Alabama Iron Works Museum
While at the museum I learned about the Confederate States Cemetery Marker.  Though I've seen them many times I never really knew the history.  
The markers were originally sold by the United Daughters of the Confederacy to the families of Confederate veterans in the late 1880s and 1890s before marble markers were provided by the United States Government through the Veterans Administration.
Hundreds of these Crosses of Honor were sold to mark the graves of departed loved ones for $12 a piece.  The opposite side reads, Deo Vindici, 1861-1865 (which is Latin for God is our vindicator). 

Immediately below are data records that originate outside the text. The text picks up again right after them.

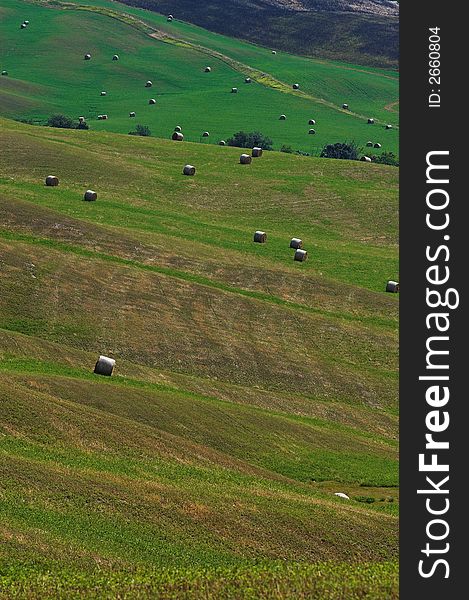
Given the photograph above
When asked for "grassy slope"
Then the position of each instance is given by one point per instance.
(369, 39)
(248, 387)
(185, 95)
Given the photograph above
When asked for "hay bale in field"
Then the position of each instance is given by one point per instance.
(90, 196)
(296, 243)
(300, 255)
(188, 170)
(260, 237)
(104, 366)
(52, 181)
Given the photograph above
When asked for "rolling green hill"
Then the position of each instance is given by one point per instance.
(364, 32)
(47, 74)
(248, 388)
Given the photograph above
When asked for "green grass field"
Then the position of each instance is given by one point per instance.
(47, 74)
(248, 388)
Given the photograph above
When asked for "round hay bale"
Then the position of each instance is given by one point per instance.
(189, 170)
(300, 255)
(90, 196)
(296, 243)
(52, 181)
(104, 366)
(260, 237)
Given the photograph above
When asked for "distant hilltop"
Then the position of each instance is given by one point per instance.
(364, 32)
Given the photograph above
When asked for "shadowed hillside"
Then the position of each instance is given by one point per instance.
(365, 32)
(248, 389)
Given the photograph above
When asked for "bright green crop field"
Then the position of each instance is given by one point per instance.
(47, 74)
(249, 389)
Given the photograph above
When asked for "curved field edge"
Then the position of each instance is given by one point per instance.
(264, 582)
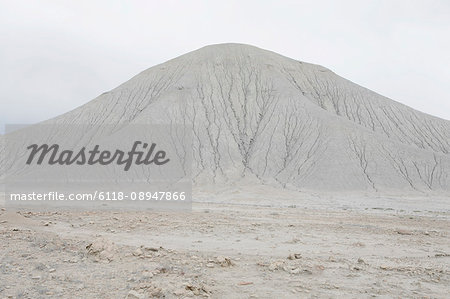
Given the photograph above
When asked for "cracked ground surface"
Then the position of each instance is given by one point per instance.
(218, 250)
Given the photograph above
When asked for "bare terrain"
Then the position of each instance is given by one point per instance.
(238, 249)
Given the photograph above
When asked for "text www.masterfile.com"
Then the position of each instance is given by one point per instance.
(99, 195)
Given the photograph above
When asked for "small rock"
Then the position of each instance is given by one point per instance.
(224, 261)
(138, 252)
(295, 271)
(134, 295)
(294, 256)
(403, 232)
(245, 283)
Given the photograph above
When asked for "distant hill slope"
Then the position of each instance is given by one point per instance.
(271, 119)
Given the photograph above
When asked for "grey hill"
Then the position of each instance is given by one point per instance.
(263, 118)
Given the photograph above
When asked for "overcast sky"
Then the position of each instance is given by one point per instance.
(58, 55)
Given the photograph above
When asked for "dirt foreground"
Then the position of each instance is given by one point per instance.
(225, 251)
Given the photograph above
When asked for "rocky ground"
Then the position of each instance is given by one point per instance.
(225, 251)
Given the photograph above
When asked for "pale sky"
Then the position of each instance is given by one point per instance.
(58, 55)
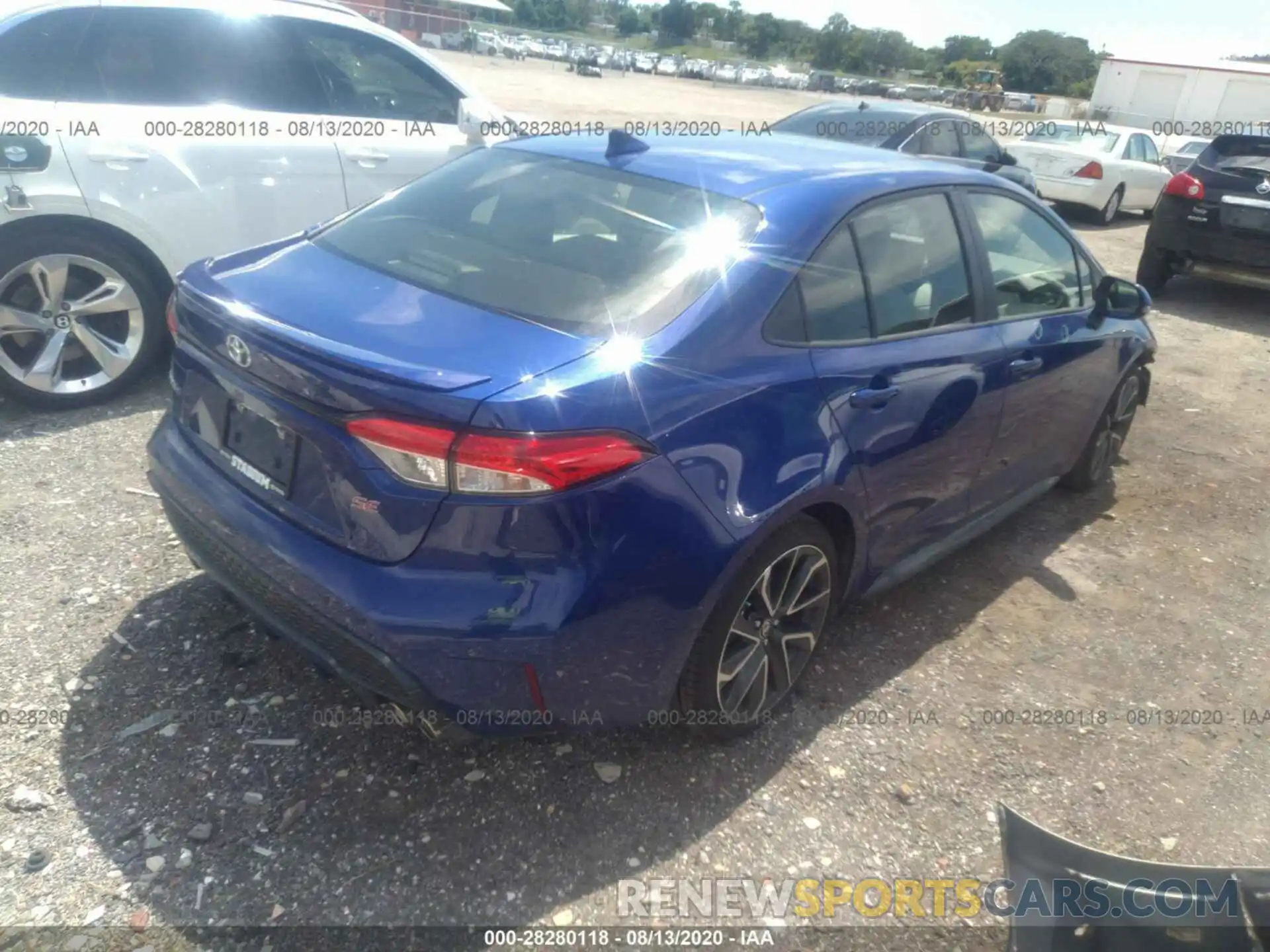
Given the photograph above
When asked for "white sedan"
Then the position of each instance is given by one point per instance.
(1091, 164)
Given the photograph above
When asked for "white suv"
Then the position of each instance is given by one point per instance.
(138, 136)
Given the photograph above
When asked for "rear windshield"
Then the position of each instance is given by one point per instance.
(863, 127)
(1240, 153)
(1086, 139)
(577, 247)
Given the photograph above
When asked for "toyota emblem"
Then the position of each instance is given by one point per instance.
(238, 350)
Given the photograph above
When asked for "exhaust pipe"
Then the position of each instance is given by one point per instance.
(1232, 276)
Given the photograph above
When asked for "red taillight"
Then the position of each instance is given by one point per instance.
(172, 314)
(488, 463)
(1187, 186)
(539, 463)
(414, 454)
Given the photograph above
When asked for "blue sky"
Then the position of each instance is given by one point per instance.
(1170, 31)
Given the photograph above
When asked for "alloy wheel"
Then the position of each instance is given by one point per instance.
(1111, 207)
(774, 634)
(69, 324)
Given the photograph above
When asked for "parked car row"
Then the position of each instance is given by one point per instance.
(431, 436)
(540, 433)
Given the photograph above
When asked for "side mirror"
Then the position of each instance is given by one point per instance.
(476, 120)
(1119, 299)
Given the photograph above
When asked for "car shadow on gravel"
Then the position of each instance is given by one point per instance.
(21, 422)
(375, 825)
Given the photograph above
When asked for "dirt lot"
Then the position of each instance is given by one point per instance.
(1151, 594)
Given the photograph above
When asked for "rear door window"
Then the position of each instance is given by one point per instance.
(368, 77)
(160, 56)
(1034, 267)
(939, 138)
(913, 264)
(978, 143)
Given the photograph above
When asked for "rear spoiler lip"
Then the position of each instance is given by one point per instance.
(347, 357)
(1032, 852)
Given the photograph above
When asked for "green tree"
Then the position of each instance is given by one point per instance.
(962, 73)
(761, 34)
(732, 22)
(831, 44)
(526, 15)
(708, 12)
(628, 23)
(960, 48)
(1043, 61)
(676, 23)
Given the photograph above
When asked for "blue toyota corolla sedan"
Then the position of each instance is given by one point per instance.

Cast Iron C.S. Cemetery Marker

John Wesley Grist mill in operation 1867 - 1931
Tannehill Furnaces are Among the Nation's Best Preserved Civil War LandmarksThe old Tannehill Furnaces in Roupes Valley, ... constitute one of the oldest industrial sites in the Birmingham Iron and Steel District. Founded in 1830 as a small plant for smelting iron, Tannehill expanded during the Civil War into a large battery of three blast furnaces capable of producing 22 tons of pig iron daily for Confederate military needs. The ironworks, along with a dozen other such facilities in Alabama, were badly damaged in the closing months of the Civil War.